Maintenance costs are deeply affected by two issues: 1) the choice of the material used, and 2) the design of the solar park. The fact that the choice of material affects the maintenance costs goes without saying (see our previous articles). The design must also take careful account of the maintenance of the operational park, such as the construction of maintenance roads, the accessibility of panels and the inverters, the layout of the site, the routing of cables, the choice of planting, the use of vegetation species, positioning of gates/fencing, distances to ditches, etc. The choices made here have a major impact on the number of maintenance hours required on site.

An oft overlooked area for optimising the park is the distance between panels. This is often set at around 2 metres in order to allow sufficient space for machinery to conduct maintenance. This distance between rows can often be reduced if the machines can manoeuvre under the high side of the panels on one side. With an array of 3 panels in portrait at an angle of 20°, the highest point will readily reach 2.4 metres, which offers around 0.5 metre of clearance for machinery. One or two rows of extra panels can then be installed on a large plot. It is therefore worth thinking carefully about the maintenance and taking account of it at the design stage.


Is it a good idea to use trackers?

 

We are often also asked about the benefit of solar trackers (single or multi-axis). In the UK, solar panels perform optimally at an angle of 37°-41°⁰ and an azimuth of 0⁰ (due south). If the panels are not 100% oriented to the south, but deviate by say 5°, that leads to reduced performance. That effect can be prevented by turning the panels with the sun and therefore keeping them continuously optimally aimed at the sun. Tracking the sun can, in theory, result in approximately 25% more production in the UK without taking account any additional losses (such as shadow). However, trackers significantly increase the system costs and lead to higher maintenance costs due to more parts in motion.
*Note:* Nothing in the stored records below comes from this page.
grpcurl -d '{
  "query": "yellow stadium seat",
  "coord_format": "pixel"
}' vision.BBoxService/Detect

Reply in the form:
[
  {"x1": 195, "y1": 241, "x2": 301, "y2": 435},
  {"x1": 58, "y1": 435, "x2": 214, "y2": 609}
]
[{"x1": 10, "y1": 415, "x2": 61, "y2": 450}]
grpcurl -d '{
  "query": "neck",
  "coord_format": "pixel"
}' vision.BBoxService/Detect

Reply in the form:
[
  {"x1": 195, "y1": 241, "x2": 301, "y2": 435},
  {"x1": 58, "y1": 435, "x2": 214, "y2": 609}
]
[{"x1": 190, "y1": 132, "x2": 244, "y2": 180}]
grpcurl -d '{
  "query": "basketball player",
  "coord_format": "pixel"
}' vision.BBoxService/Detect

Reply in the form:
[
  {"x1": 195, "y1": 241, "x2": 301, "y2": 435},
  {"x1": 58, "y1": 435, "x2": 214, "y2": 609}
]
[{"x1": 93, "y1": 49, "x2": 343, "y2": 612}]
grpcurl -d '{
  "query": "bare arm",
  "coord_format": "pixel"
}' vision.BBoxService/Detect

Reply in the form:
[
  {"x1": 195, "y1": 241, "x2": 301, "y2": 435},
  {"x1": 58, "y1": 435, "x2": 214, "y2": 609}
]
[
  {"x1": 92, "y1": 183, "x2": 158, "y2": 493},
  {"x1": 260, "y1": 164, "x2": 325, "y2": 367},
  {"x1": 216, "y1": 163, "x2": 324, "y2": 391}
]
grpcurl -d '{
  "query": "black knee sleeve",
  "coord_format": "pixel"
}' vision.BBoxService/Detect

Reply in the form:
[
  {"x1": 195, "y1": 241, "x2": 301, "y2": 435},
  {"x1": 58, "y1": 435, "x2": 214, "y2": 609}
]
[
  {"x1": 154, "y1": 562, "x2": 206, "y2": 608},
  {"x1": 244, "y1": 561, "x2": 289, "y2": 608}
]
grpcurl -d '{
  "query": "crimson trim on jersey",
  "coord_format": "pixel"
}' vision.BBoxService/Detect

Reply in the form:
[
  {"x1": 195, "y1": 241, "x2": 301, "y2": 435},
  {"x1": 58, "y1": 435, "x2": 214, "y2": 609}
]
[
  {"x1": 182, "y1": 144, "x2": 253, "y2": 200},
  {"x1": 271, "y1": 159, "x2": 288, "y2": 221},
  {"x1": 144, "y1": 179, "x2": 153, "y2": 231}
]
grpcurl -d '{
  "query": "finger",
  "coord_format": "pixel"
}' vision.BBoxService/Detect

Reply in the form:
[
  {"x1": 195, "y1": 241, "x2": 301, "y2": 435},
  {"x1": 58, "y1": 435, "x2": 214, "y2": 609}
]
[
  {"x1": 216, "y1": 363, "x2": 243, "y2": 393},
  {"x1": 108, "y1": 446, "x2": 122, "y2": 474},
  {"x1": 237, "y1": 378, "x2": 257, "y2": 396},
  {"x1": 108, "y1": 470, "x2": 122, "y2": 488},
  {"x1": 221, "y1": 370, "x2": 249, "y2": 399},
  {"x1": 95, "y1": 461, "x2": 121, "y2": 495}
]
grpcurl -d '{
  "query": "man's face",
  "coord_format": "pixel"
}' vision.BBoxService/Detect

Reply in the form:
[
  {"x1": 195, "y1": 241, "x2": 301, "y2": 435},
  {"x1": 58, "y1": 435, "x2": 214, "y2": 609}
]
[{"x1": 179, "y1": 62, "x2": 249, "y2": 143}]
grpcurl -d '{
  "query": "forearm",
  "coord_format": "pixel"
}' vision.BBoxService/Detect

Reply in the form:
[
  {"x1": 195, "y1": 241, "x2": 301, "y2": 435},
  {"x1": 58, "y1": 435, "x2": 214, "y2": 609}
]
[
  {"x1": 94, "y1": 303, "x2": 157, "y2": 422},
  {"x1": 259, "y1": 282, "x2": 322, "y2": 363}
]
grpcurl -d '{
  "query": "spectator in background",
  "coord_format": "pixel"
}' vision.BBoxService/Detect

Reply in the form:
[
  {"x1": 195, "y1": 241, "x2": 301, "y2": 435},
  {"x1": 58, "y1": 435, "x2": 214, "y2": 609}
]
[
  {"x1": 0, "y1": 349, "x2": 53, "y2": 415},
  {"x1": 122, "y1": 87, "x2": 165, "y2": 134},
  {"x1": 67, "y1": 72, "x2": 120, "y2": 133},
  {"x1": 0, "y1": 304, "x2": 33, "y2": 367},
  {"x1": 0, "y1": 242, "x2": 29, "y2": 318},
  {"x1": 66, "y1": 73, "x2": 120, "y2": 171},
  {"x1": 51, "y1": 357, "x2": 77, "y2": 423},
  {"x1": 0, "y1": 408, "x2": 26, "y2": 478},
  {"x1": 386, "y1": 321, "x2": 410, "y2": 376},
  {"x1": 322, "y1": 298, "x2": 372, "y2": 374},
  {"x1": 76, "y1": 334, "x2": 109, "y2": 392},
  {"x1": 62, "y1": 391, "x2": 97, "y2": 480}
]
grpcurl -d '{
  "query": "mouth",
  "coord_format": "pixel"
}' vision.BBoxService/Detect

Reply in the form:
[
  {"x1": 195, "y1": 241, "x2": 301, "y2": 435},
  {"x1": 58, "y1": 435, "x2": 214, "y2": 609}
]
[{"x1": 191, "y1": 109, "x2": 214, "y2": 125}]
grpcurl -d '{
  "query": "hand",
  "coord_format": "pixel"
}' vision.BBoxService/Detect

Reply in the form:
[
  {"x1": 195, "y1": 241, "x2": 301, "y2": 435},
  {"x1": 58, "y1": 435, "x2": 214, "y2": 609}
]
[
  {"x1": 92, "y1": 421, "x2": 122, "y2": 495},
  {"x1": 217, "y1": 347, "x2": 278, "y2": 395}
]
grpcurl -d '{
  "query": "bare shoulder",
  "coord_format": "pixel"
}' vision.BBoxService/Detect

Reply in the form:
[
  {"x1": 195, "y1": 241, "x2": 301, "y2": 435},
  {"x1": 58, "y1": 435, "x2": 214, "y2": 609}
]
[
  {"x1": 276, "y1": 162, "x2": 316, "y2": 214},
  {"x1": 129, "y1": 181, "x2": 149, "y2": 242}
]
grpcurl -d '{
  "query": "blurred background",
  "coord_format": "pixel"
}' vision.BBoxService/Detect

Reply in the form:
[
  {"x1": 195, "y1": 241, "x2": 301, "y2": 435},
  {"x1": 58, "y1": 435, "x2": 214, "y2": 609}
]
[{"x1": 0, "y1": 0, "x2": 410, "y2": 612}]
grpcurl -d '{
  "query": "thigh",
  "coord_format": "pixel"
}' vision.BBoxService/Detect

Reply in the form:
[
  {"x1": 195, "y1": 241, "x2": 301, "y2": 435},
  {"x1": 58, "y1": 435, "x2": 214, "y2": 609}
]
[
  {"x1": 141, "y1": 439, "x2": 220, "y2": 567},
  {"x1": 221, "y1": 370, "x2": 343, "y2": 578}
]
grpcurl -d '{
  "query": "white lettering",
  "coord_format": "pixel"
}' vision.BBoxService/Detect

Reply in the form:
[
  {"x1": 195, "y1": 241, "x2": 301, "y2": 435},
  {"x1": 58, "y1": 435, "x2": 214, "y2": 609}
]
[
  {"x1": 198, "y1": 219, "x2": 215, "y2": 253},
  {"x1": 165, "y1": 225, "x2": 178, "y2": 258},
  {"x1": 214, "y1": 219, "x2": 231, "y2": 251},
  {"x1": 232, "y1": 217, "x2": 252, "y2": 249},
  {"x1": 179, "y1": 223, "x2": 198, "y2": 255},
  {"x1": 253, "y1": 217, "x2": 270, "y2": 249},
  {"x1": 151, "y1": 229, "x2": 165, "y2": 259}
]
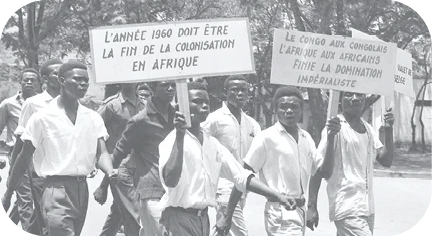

The installed capacity is also reduced by the space required for the tracker tables. Account must be taken of 10-12% higher purchase costs and 3-4% higher operational costs. In practice, in the UK, where the climate has a lot of diffuse light (diffuse light normally represents between 30 to 50% of the global light in the UK), we have not yet seen any examples whereby the benefit of using trackers outweighs the higher costs.

 

East-West: a worthwhile alternative design?

 

An east-west orientation means that the panels are not oriented to the south, but to the east and west. The panels are at a shallower angle (8⁰-15⁰). A solar panel with a due south orientation has a typical energy yield with a sharp peak around noon. There is little or no energy yield in the morning and evening. An east-west orientation, on the other hand, has a less sharp peak around noon but more yield in the morning and the evening, which also has consequences for the number of inverters and the overload factor.

The shallow angle of the panels means that there is less shadow cast between the panels themselves. The installed capacity (kWp/m2) is therefore higher (filling factors of 0.9 are possible) in a park with an east-west orientation. Depending on the PPA and the development of the electricity price, this could be lucrative over the coming years in view of the fact that the electricity price is higher on average in the morning and evening than around noon. The more solar power is installed, the more interesting this will become. Particularly in the regions in the UK with relevant high solar irradiation and projects with high general costs, we recommend that an east-west orientation should also be carefully costed.